OK, on a SUPER final note: people interested in this sort of discussion have to do themselves the favor of reading an article in Wired "Killjoy Cooking With the Dungeons & Dragons Crowd".


  1. Well said, Jonathan. Mutual respect is a great way to have a discussion, especially about D&D (these days anyway).

    My point wasn't so much that balance is killing the game, as "too" much balance. I cannot and will not impugn your word, if you say you are not experiencing these issues in your game.

    My problem came when (in my 4e game) two players played fighters. They ended up very much carbon copies of each other due to their power gamey styles. The role overlap led to a bland experience for both, and the repetition of both using the same powers round after round irked them both.

    Admittedly, one of them was extremely miffed at not being able to play a half-orc barbarian (his personal favorite). So it seems that "Balance above customization" hit him in the kiwis.

    This is a complex issue, made even more complex by the multitude of playing styles and persoanl preferences out there. Rest assured, while I have no love of 4e, You'll never hear a harsh word from me about those who do.
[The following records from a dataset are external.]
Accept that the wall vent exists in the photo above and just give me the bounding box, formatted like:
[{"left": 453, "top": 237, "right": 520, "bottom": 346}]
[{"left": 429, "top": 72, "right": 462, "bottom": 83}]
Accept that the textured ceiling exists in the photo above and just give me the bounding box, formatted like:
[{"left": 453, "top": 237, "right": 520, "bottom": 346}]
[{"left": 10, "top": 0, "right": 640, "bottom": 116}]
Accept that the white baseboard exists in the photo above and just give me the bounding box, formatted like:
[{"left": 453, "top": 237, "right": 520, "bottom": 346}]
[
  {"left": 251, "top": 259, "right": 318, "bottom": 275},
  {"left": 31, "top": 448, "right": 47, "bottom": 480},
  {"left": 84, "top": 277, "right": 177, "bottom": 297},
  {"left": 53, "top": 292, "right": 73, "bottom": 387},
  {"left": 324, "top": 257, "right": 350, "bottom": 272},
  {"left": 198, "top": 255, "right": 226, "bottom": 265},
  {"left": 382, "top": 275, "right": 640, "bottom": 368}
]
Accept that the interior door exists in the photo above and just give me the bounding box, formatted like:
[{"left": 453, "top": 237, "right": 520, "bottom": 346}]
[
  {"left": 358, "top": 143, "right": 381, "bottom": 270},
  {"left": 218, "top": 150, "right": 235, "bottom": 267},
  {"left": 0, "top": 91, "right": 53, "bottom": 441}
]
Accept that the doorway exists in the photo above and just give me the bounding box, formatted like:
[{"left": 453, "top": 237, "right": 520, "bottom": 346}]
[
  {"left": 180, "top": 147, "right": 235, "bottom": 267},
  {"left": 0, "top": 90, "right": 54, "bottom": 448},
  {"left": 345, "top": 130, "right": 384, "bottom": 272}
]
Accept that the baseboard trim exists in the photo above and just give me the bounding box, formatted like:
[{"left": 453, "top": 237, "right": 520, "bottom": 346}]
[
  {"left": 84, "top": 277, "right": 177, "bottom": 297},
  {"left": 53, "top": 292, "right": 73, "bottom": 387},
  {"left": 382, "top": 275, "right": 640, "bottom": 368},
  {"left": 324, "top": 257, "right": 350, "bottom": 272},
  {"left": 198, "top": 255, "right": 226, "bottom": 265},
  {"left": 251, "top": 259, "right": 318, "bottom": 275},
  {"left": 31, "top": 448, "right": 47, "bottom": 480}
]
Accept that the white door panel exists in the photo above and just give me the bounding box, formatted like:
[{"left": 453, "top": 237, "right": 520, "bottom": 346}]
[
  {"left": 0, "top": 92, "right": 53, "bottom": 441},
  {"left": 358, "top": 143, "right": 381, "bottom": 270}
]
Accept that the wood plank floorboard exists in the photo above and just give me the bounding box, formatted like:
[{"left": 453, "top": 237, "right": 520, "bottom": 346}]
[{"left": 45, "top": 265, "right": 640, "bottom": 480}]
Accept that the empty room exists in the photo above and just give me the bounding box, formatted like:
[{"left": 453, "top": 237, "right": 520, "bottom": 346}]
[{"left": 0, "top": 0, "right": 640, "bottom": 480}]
  2. Donny - message recieved; and I could see how the carbon copy aspect of the game could be a problem. It seems that, especially at the early levels, there are fewer choices wihtin each class. Thus two fighters, or two wizards, or two whatevers could no doubt be very similar to one another.

    But I think may be a problem that stems, not from the classes per se, but rather from the feats. Feats in 4E have been nerfed. Sure, you might get more of them, but each feat is generally weaker by a wide margin that feats from 3E. The lack of powerful feats makes early level characters seem more the same.

    I'm a wizard. I chose these two at-wills.
    I'm a wizard too, I choose... oh, the same two becuase the third one blows.

    I guess I'm lucky that none of my players chose to be the same class; so, at least at my table, this is not a problem. =D

  3. If you liked that post, you should be sure to check out the continued conversations.

    Let's just say that 4e is growing on me. I HATE the staggered release of what should have been the initial core material, but how long can that last with a release date.

    I am so tired of the "edition war". I like both editions for different reasons, ans that's...it!

    Come on back, you're welcome in my house anytime!